A prospective comparative study of intravesical Bacillus Calmette-Guérin therapy with the Tokyo or Connaught strains for non-muscle invasive bladder cancer
Sengiku A, Ito M, Miyazaki Y, Sawazaki H, Takahashi T, Ogura K. J Urol. 2013 Jan 30. pii: S0022-5347(13)00224-3. doi: 10.1016/j.juro.2013.01.084. [Epub ahead of print]

Source

Department of Urology, Japanese Red Cross Otsu Hospital, Otsu, Shiga, Japan. Electronic address: sengiku@kuhp.kyoto-u.ac.jp.

Abstract

PURPOSE:

We conducted a prospective study to compare the efficacy and adverse events of the Bacillus Calmette-Guérin Tokyo 172 and Connaught strains for non-muscle invasive bladder cancer.

MATERIALS AND METHODS:

Between January 2004 and May 2012, patients with pTa/T1 and pTis, multiple tumors, recurrence-free period of ≤3 months and who required intravesical BCG therapy were prospectively and randomly allocated to receive either the Tokyo or Connaught strain.
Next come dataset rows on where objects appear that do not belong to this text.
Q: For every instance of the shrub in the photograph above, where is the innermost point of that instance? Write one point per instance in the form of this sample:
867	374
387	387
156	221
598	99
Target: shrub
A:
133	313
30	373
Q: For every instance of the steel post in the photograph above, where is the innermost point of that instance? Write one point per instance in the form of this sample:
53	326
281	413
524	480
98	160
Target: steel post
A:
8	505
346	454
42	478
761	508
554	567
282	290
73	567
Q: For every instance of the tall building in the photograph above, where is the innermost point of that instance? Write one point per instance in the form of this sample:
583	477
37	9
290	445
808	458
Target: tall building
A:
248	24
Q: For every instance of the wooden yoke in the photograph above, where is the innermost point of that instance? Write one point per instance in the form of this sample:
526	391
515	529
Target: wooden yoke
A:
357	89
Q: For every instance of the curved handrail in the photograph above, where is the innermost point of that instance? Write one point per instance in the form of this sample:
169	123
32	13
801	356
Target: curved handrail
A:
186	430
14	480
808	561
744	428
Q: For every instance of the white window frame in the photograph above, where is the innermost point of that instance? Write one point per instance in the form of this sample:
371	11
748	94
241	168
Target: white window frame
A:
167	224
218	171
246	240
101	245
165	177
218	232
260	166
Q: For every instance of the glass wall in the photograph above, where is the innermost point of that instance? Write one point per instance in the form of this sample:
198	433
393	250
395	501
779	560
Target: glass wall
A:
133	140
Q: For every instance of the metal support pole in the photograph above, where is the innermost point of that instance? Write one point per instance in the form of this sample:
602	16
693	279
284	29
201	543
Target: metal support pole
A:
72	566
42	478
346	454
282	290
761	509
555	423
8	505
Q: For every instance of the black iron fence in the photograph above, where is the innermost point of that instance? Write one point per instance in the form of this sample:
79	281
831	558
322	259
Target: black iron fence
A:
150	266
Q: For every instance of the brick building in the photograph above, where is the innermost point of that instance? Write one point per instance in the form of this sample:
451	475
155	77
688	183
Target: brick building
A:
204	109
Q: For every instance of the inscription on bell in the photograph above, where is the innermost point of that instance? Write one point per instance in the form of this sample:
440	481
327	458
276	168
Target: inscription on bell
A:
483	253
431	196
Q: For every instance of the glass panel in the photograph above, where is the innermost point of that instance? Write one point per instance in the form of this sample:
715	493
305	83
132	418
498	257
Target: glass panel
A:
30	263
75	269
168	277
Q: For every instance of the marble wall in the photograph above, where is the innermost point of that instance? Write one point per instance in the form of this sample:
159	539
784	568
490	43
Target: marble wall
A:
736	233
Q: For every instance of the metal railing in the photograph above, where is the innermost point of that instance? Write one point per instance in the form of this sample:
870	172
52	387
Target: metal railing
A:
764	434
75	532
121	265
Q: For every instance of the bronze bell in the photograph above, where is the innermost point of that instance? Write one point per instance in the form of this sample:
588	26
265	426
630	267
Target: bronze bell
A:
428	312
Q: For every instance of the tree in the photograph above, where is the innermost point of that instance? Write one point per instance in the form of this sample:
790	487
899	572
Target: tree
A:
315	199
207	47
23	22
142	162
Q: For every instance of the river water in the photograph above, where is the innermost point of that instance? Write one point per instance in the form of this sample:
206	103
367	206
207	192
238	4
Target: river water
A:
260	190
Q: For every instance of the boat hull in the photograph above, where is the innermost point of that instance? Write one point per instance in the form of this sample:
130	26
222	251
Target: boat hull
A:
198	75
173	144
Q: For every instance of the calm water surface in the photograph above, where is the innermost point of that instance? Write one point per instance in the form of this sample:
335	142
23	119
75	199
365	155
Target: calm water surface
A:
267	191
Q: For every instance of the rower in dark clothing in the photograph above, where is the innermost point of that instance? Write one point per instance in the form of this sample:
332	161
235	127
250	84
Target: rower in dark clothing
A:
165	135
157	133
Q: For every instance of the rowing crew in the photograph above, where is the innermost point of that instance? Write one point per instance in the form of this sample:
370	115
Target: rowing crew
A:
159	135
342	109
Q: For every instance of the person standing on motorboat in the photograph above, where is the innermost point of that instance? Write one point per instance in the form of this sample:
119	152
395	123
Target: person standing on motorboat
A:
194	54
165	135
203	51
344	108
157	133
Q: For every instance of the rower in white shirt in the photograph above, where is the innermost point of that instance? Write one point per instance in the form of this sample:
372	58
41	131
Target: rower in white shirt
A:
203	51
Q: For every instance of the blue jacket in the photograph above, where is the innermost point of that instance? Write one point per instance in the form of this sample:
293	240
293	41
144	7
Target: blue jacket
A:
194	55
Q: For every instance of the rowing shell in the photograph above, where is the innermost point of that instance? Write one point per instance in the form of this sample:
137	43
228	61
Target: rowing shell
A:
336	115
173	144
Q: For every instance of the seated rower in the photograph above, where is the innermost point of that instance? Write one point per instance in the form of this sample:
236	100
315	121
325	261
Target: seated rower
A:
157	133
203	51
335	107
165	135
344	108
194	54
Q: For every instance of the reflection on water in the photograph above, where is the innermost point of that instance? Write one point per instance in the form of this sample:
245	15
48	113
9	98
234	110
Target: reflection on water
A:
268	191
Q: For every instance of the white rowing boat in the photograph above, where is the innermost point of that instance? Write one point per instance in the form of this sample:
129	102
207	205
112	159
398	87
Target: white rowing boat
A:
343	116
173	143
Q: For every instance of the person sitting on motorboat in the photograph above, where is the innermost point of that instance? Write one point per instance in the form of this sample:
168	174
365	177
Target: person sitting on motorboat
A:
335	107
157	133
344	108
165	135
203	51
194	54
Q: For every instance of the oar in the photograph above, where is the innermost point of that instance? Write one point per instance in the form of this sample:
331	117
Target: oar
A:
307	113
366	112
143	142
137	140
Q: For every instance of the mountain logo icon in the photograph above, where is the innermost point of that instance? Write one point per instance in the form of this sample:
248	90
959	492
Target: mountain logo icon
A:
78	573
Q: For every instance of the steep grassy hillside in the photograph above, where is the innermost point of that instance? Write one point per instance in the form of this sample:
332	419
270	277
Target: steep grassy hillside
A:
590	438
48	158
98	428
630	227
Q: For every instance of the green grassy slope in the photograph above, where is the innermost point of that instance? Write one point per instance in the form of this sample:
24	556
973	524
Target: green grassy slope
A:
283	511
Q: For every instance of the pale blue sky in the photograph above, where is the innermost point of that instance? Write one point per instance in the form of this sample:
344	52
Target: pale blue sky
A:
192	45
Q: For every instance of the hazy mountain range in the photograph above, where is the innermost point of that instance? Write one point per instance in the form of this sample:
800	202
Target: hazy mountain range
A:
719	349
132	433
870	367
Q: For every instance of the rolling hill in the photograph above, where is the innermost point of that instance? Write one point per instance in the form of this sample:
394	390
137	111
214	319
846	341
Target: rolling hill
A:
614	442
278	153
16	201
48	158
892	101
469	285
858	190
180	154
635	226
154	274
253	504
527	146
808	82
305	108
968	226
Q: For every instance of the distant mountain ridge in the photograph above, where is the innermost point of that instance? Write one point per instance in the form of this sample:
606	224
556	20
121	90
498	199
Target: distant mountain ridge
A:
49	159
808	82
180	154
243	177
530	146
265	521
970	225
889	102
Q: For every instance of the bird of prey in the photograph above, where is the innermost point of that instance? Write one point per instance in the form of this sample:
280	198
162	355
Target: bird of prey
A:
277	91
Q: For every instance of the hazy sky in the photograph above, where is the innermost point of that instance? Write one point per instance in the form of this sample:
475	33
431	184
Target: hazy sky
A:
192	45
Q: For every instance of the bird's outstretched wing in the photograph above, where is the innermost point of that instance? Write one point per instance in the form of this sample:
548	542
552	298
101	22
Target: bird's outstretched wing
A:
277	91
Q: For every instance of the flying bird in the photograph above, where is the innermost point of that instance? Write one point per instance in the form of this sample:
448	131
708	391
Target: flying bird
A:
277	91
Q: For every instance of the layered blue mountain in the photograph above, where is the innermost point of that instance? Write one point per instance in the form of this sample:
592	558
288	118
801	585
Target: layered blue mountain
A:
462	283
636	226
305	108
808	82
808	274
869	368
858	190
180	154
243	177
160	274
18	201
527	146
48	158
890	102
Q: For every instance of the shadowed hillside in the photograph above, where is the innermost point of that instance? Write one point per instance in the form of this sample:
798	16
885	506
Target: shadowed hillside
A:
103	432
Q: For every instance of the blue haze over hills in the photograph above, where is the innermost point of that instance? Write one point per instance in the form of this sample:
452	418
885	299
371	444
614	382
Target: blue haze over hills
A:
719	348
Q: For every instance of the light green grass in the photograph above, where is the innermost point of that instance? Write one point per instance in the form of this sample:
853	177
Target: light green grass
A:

The primary endpoints included the complete response (CR) rate in patients with pTis and concomitant carcinoma in situ (CIS) (pTa or pT1); the recurrence-free survival (RFS) for patients with pTa, pT1, and CIS who achieved CR after BCG therapy; and the frequencies of adverse events.

RESULTS:

Administration of the Connaught strain was ceased because its production was suspended in June 2012. Therefore, the analyses were conducted using data gathered to date. Overall, 129 patients (Tokyo strain, n = 66; Connaught strain, n = 63) were included in the efficacy analyses. The patient and tumor characteristics were well balanced between the two groups. The median follow-up time was 855 days. The adverse events were similar in both groups. The CR rate was 90.3% and 85.0% in patients given the Tokyo and Connaught strains, respectively; this was not significantly different (p = 0.896). The 2-year RFS was 73.2% and 68.8% for the Tokyo and Connaught strains, respectively.

CONCLUSIONS:

Our results suggest that there are no significant differences between the Tokyo and Connaught strains in terms of the rates of CR, RFS, or adverse events.